Assuming these components are marked [Unwrap] (single-field structs), this generates properties:

  • ref readonly float3 Velocity (read-only, unwrapped inner type)
  • ref readonly float Speed (read-only, unwrapped inner type)
  • ref float3 Position (read-write, unwrapped inner type)

Without [Unwrap], the property returns the wrapping struct itself (ref Position instead of ref float3).

Beyond component properties, the source generator emits:

  • Remove(WorldAccessor) / Remove(NativeWorldAccessor) — schedules entity removal.
  • SetTag<T>(WorldAccessor) / SetTag<T>(NativeWorldAccessor) — sets a tag on the entity.
  • UnsetTag<T>(WorldAccessor) / UnsetTag<T>(NativeWorldAccessor) — unsets a tag.
  • static Query(WorldAccessor) — returns a builder for manual iteration (see below).
  • Handle(WorldAccessor) / Handle(NativeWorldAccessor) — resolves to a stable EntityHandle.
  • Boid(WorldAccessor, EntityHandle) / Boid(WorldAccessor, EntityIndex) — constructors for building an aspect view directly
  • NativeFactory — nested struct for cross-entity aspect lookups in Burst jobs. Declare as a [FromWorld] field; call factory.Create(entityIndex) to construct the aspect. See Advanced Jobs.

Using an aspect in [ForEachEntity]

public partial class BoidMovementSystem : ISystem
{
    [ForEachEntity(MatchByComponents = true)]
    void Execute(in Boid boid)
    {
        boid.Position += World.DeltaTime * boid.Speed * boid.Velocity;
    }

    partial struct Boid : IAspect, IRead<Velocity, Speed>, IWrite<Position> { }
}

The aspect is passed in. The struct is read-only, but IWrite properties still return mutable refs to the underlying components.

Multiple IRead / IWrite interfaces

IRead and IWrite come in 1- to 8-arg generic overloads. To declare more, stack interfaces:

partial struct ComplexView : IAspect,
    IRead<Position, Velocity, Speed, Health>,
    IRead<Rotation, ColorComponent, Lifetime>,
    IWrite<UniformScale, Damage> { }

Manual aspect queries

Every aspect gets a generated Query() method for iteration outside [ForEachEntity]:

partial struct ParticleView : IAspect, IRead<Position>, IWrite<Lifetime> { }

foreach (var particle in ParticleView.Query(World).WithTags<SampleTags.Particle>())
{
    particle.Lifetime -= World.DeltaTime;
}

// Scope by the aspect's declared component types
foreach (var boid in Boid.Query(World).MatchByComponents())
{
    boid.Position += World.DeltaTime * boid.Speed * boid.Velocity;
}

Aspect queries don't auto-filter by the aspect's declared components. Always supply scope: WithTags<…>(), MatchByComponents(), or InSet<…>().

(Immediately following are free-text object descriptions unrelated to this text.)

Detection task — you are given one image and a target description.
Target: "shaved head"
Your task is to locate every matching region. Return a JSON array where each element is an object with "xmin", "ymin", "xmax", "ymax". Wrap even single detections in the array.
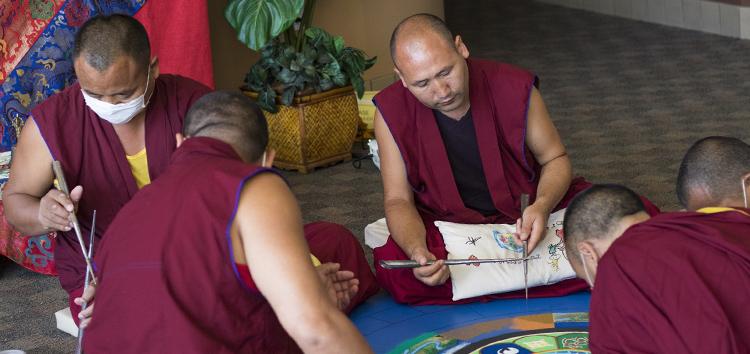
[
  {"xmin": 389, "ymin": 13, "xmax": 455, "ymax": 67},
  {"xmin": 388, "ymin": 13, "xmax": 471, "ymax": 119},
  {"xmin": 73, "ymin": 14, "xmax": 150, "ymax": 72},
  {"xmin": 183, "ymin": 91, "xmax": 268, "ymax": 162},
  {"xmin": 563, "ymin": 184, "xmax": 646, "ymax": 262},
  {"xmin": 676, "ymin": 136, "xmax": 750, "ymax": 210}
]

Single() / TrySingle(out ...) / Count() work too:

var player = PlayerView.Query(World).WithTags<GameTags.Player>().Single();

Where to define aspects

Aspects are partial structs and can live anywhere. Samples nest them as private partial structs inside the system that uses them, since most aspects pair one-to-one with one system:

public partial class PhysicsSystem : ISystem
{
    [ForEachEntity(typeof(BallTags.Ball), typeof(BallTags.Active))]
    void Execute(in ActiveBall ball)
    {
        ball.Velocity += Gravity * World.DeltaTime;
    }

    partial struct ActiveBall : IAspect, IWrite<Position, Velocity, RestTimer> { }
}

A system can declare multiple aspects — typically one per query.